MKV format, nobody fucking cares!

Why not just download the mkv and use a program to convert containers? It’s not like changing the container takes that long, it’s not like rendering or re-encoding.

I render all my videos in an mkv container, but that’s mostly because it seems to be MeGui’s default and the videos go straight to Youtube which processes them into something else anyway.

(Strictly speaking, I render on-demand to a frame server in Lagarith YV12 because it matches the colorspace I record in, then re-encode with MeGUI via an AVISynth script into a muxed MKV with h.264 video and Nero AAC audio, but since I use an on-demand frame server it’s easier to just say I render into an MKV)

Please note the date of my OP, and that in the meantime it seems the scene has moved to yet another container format and codec for live TV releases .mp4 at least going by scene sites.

There’s also hearing impaired people for whom it might be nice to have a subtitle track.

But I guess we’re just telling those guys to go fuck themselves.

I guess there are also those people who like listening to commentary tracks, too. But they smell bad.

You’re right. Someone who’s only been doing video tech and production since 1987 should just sit down, shut up and let the 15yos with the newest toys rule the discussion.

The only thing I don’t like about MKV is that it doesn’t well well with most (any?) video editing programs. Rewrapping is a minor hassle though, nothing pitchfork worthy.

Looking it up, MKV’s been around since 2002 AD. ‘New’ seems very relative.
All the cool kids are voting for those exciting young Clintons recently.

As does your sense of “new.”

Since this entire thread is essentially about video pirating on a mass scale, I’m not sure why it’s tolerated even in the Pit, and in any case, the tribulations of anime pirates and torrent wankers doesn’t have a violin small enough to play for.

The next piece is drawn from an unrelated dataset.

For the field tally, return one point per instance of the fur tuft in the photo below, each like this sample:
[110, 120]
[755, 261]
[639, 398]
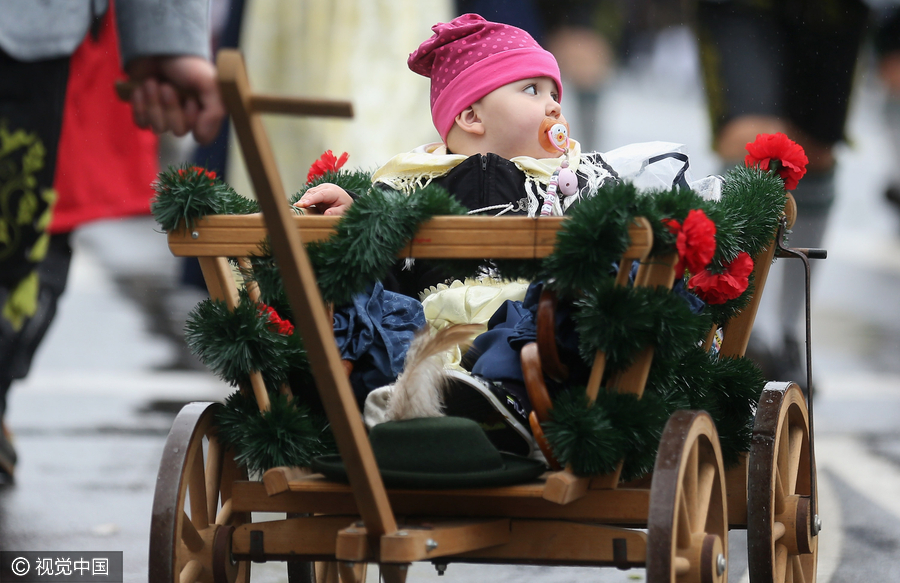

Oh, come now. Surely you have a tiny enough instrument.

Only a mighty organ. Sorry.

MKV is a container, just like AVIs, WAVs and TIFFs. I am sure it is useful for piraters, but it’s rather doubtful this is it’s main — let alone intended — purpose.
However videos are obtained, the ineluctable future is that watching them directly from a hard disk will always be used compared to using optical media such as CDs and DVDs or other form of distribution. Therefore container formats — and those non-containerized formats for direct play even — are essential, since just as film-makers moved from reel film to video etc., films are likely be be shot and distributed entirely in computer formats.